Tribunal Administratif de Grenoble — Décision N° TA38-2509552

vendredi 5 décembre 2025

JuridictionTribunal Administratif de Grenoble
SectionTribunal Administratif de Grenoble
N° DossierTA38-2509552
TypeOrdonnance
RecoursExcès de pouvoir
Avocat requérantHUARD

Résumé IA

Le Tribunal Administratif de Grenoble a été saisi par Mme A... d’un recours en excès de pouvoir contre une décision implicite de refus de titre de séjour. La requérante s’est désistée de ses conclusions principales après que la préfète de l’Isère a conclu au non-lieu à statuer. Le tribunal, sur le fondement de l’article R. 222-1 du code de justice administrative, a donné acte de ce désistement pur et simple. Il a admis Mme A... au bénéfice provisoire de l’aide juridictionnelle, mais a rejeté les conclusions de son avocat tendant à l’application de l’article 37 de la loi du 10 juillet 1991.

Texte intégral

Vu la procédure suivante :

Par une requête enregistrée le 12 septembre 2025, Mme A..., représentée par Me Huard, demande au tribunal :
de l’admettre au bénéfice de l’aide juridictionnelle provisoire ;
d’annuler la décision implicite par laquelle la préfète de l'Isère lui a refusé la délivrance d'un titre de séjour ;
d’enjoindre à la préfète de l’Isère de lui délivrer une carte de résident dans un délai de deux mois, et à défaut de réexaminer sa situation en adoptant une décision explicite dans un délai de 15 jours, et dans l’attente, un récépissé l’autorisant à travailler, dans un délai de 48 heurs à compter de la notification de l’ordonnance à venir, sous astreinte de 200 euros par jour de retard ;
de mettre à la charge de l’État une somme de 1 800 euros en application de l’article L. 761-1 du code de justice administrative et de l’article 37 de la loi n° 91-647 du 10 juillet 1991 relative à l'aide juridique.

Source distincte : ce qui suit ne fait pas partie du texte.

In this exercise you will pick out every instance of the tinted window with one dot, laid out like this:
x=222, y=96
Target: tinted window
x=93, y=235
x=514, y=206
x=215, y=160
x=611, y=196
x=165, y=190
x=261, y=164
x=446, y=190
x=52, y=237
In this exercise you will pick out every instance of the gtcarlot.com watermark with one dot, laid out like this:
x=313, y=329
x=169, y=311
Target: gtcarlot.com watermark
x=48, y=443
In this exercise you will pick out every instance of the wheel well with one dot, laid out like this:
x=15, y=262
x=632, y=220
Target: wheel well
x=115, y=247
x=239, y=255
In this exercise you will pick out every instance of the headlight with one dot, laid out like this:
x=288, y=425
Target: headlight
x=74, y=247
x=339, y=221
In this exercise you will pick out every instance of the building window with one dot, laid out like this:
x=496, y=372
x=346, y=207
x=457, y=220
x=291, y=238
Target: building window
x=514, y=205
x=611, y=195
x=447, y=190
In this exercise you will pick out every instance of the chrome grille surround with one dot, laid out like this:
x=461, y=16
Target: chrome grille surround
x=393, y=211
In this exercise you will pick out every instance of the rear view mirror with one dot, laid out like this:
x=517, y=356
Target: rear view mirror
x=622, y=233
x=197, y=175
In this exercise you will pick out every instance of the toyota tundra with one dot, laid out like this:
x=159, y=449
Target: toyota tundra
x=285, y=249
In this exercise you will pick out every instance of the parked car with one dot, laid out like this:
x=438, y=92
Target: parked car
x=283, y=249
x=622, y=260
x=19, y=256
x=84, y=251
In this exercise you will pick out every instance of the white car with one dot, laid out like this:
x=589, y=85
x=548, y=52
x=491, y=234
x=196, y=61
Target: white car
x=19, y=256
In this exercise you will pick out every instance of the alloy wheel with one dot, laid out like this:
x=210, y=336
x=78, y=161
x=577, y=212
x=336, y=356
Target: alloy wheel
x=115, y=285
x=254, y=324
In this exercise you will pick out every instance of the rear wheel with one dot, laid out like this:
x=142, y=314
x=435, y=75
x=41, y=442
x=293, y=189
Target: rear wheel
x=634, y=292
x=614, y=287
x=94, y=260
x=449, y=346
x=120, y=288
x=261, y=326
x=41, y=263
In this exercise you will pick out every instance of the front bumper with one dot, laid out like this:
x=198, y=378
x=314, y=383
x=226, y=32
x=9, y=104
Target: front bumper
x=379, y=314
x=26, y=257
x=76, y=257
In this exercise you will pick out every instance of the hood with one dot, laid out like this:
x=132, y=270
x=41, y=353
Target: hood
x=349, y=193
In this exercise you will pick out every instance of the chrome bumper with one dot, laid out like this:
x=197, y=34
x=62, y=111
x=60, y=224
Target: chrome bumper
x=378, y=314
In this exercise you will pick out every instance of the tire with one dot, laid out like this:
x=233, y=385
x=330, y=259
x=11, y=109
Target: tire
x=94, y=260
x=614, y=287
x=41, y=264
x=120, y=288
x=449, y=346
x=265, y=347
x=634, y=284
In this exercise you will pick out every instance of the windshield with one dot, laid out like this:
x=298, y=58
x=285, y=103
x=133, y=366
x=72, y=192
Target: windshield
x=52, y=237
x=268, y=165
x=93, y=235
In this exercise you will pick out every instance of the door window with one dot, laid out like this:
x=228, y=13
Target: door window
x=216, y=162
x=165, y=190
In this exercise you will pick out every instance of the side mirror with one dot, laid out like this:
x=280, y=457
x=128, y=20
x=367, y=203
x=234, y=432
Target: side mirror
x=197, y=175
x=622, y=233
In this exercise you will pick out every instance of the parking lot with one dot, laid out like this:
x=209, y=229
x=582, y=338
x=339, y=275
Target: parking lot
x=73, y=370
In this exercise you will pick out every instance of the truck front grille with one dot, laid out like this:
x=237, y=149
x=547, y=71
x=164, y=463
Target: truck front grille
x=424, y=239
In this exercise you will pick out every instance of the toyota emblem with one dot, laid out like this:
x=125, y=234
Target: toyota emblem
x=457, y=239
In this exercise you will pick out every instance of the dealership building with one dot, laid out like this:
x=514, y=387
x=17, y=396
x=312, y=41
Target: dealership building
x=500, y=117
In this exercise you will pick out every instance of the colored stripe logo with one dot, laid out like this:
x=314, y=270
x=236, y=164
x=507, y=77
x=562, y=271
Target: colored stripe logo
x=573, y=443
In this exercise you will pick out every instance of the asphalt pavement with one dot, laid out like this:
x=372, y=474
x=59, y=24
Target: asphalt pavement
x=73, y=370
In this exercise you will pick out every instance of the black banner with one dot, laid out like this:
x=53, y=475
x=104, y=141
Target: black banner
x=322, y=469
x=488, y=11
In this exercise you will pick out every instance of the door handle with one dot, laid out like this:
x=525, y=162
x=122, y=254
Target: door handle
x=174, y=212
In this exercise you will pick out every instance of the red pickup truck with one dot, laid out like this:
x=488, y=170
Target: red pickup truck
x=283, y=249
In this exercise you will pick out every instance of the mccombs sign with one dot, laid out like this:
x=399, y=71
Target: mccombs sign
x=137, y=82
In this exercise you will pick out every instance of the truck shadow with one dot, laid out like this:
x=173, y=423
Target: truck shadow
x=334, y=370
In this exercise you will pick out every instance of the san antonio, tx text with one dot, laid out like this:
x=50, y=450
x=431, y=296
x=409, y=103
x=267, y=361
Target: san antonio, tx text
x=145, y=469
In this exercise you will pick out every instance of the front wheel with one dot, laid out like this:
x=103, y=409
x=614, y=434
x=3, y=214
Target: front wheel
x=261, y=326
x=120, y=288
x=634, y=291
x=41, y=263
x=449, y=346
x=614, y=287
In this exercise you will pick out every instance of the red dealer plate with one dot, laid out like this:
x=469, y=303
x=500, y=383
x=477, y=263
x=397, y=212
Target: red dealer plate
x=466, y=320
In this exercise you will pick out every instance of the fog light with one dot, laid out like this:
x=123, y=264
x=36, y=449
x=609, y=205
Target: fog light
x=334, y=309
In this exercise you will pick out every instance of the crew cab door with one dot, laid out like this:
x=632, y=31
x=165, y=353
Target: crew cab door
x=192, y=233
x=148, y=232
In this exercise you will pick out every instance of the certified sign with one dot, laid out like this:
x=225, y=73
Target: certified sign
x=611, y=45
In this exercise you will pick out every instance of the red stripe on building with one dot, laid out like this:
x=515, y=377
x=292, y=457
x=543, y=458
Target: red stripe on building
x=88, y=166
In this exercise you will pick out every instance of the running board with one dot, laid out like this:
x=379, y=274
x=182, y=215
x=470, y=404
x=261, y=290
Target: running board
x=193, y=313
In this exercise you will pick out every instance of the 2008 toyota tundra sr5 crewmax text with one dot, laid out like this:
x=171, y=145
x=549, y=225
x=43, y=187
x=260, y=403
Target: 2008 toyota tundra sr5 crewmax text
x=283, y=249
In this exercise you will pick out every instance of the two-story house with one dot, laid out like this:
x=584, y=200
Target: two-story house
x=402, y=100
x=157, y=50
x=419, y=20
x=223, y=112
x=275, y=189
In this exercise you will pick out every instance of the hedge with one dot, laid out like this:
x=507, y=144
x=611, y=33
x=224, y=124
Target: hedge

Par un mémoire en défense, enregistré le 27 octobre 2025, la préfète de l'Isère conclut au non-lieu à statuer.

Par un mémoire, enregistré le 7 novembre 2025, Mme A... déclare se désister de ses conclusions aux fins d’annulation et d’injonction mais maintenir ses demandes au titre des articles L.761-1 du code de justice administrative et 37 de la loi n° 91-647 du 10 juillet 1991.

Vu :
les autres pièces du dossier ;
le code de justice administrative.


Considérant ce qui suit :

1. L’article R. 222-1 du code de justice administrative permet aux présidents de formation de jugement des tribunaux, par ordonnance, de donner acte des désistements et de statuer sur les requêtes qui ne présentent plus à juger de questions autres que la condamnation prévue à l'article L. 761-1 ou la charge des dépens.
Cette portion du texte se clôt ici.